Why Do People Ignore Safety Warnings?

Motorcyclists grumble about wearing a helmet. Residents resist evacuating under an imminent threat of a hurricane. Employers circumvent safety regulations. Workers grouse about hard hats, safety meetings, and fire drills. Why in the world do people behave this way?

Safety requires planning, training, and effort

Human nature, mostly. Bombarded with “Breaking News” alerts, people tend to become desensitized to threats to safety and security — the “cry wolf” scenario. Employers focus on production and rebuff distractions that hinder it. Most commonly, there is a prevailing attitude that “It won’t happen to me.” Despite all those breaking news accounts of seemingly constant catastrophe, chances are it really won’t happen to you. Risk-takers generally survive. Dams typically don’t break. And earthquakes happen elsewhere. The assumption that this will always be the case is rewarded time and time again when nothing bad happens. Preparing to prevent injury or avoid calamity feels like a waste of time, money, and effort in the minutia of life when the probability of disaster seems vague or inconceivable.

Until it does happen.

That is when the issue of prevention becomes the rallying cry; in the heat of human emotion in the wake of a terrible event. “How could we/they have allowed this to happen?” “What can we/they do to make sure it never happens again?”

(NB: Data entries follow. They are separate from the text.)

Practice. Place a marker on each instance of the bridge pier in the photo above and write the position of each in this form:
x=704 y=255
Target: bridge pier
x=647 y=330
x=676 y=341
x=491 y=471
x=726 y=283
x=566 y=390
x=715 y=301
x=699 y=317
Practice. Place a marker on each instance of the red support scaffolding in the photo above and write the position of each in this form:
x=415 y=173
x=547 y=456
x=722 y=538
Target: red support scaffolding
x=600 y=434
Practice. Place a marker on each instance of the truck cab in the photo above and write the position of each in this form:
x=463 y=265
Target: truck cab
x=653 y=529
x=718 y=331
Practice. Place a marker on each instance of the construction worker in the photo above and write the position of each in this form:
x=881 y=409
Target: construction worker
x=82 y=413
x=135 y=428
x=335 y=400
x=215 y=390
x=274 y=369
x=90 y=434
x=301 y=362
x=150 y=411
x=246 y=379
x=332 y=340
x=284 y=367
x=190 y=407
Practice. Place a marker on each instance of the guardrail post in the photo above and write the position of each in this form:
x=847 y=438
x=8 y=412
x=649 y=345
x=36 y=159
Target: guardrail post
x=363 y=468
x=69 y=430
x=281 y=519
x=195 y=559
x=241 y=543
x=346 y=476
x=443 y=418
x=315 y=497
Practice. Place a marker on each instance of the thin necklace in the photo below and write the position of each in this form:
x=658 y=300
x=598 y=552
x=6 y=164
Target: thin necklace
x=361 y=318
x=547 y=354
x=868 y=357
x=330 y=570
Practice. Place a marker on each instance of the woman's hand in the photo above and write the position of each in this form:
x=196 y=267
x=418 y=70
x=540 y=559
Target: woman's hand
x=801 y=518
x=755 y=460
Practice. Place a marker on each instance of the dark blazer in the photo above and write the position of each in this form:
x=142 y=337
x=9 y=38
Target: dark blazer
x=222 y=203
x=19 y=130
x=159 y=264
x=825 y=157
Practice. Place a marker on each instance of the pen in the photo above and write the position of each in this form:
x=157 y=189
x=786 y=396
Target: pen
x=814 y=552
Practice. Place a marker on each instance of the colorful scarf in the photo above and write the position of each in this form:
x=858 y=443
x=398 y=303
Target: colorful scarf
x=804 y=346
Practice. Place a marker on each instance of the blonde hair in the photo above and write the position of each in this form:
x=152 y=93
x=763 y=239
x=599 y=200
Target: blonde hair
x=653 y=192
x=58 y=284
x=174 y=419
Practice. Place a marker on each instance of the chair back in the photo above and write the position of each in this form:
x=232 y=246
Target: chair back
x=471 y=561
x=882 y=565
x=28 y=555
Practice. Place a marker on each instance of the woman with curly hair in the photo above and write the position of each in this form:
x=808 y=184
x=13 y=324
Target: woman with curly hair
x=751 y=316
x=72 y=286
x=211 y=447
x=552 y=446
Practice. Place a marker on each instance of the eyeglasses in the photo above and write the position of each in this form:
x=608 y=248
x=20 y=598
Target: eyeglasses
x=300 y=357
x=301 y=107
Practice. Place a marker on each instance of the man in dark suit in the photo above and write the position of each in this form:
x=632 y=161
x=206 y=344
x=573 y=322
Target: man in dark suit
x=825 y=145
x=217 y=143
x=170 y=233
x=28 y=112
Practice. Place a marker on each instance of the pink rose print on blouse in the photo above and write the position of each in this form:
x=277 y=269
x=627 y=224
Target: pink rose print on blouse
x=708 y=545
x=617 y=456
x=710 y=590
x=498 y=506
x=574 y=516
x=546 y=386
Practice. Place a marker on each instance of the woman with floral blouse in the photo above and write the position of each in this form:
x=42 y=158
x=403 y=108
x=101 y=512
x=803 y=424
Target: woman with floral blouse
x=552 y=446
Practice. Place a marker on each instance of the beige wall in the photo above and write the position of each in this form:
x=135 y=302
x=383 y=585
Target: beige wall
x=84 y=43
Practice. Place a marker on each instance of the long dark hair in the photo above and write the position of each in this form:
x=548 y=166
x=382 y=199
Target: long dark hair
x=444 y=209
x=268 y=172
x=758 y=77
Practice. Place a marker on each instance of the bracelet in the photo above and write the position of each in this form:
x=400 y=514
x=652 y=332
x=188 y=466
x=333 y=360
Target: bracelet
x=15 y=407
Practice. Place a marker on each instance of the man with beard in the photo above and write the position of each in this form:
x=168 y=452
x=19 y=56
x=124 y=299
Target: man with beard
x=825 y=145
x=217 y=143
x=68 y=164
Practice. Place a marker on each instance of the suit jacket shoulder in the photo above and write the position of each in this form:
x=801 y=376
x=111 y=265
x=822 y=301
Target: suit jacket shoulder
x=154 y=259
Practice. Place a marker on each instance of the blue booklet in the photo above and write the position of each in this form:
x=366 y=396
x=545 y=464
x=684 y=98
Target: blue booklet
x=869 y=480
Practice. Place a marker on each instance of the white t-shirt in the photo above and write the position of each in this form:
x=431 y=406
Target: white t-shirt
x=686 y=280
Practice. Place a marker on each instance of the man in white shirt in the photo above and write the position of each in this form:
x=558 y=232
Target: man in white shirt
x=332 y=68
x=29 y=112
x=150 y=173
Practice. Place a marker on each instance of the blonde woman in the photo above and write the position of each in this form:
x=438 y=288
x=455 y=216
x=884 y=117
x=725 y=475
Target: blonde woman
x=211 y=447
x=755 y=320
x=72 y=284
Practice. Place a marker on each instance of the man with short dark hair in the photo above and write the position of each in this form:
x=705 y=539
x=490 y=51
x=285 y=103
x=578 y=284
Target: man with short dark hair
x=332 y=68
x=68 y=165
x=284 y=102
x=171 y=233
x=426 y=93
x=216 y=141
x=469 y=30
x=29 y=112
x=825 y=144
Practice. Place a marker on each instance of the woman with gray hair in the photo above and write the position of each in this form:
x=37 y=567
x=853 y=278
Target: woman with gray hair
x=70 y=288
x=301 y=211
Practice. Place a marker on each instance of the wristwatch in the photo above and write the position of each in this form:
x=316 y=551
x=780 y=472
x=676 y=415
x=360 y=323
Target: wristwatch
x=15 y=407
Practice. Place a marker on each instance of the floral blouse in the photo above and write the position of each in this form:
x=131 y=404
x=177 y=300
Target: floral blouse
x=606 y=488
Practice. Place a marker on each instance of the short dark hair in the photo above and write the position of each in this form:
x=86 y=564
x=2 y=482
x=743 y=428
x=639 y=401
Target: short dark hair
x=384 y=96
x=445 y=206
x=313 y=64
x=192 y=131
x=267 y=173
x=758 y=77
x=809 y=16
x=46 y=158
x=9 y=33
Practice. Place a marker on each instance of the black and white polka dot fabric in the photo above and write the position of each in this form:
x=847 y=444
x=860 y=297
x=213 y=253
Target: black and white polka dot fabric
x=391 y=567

Even a near miss can mean a wakeup call. Talking on a cell phone while driving and suddenly veering into oncoming traffic will often get the blood pumping and the sweat flowing enough to make one hang up once and for all. A motorcycle crash on hard pavement will have the disgruntled helmet-wearer rethink his opposition to wearing one.

Humans expect a predictable, orderly world in which safety is a given. But safety doesn’t occur by simply expecting it to be there; it requires forethought, preparation, training, guidelines, and conscientious parents and employers. It also requires time, money, and effort.

Fighting human nature is a risk worth taking to keep our humanity safe. Because bad things really do happen.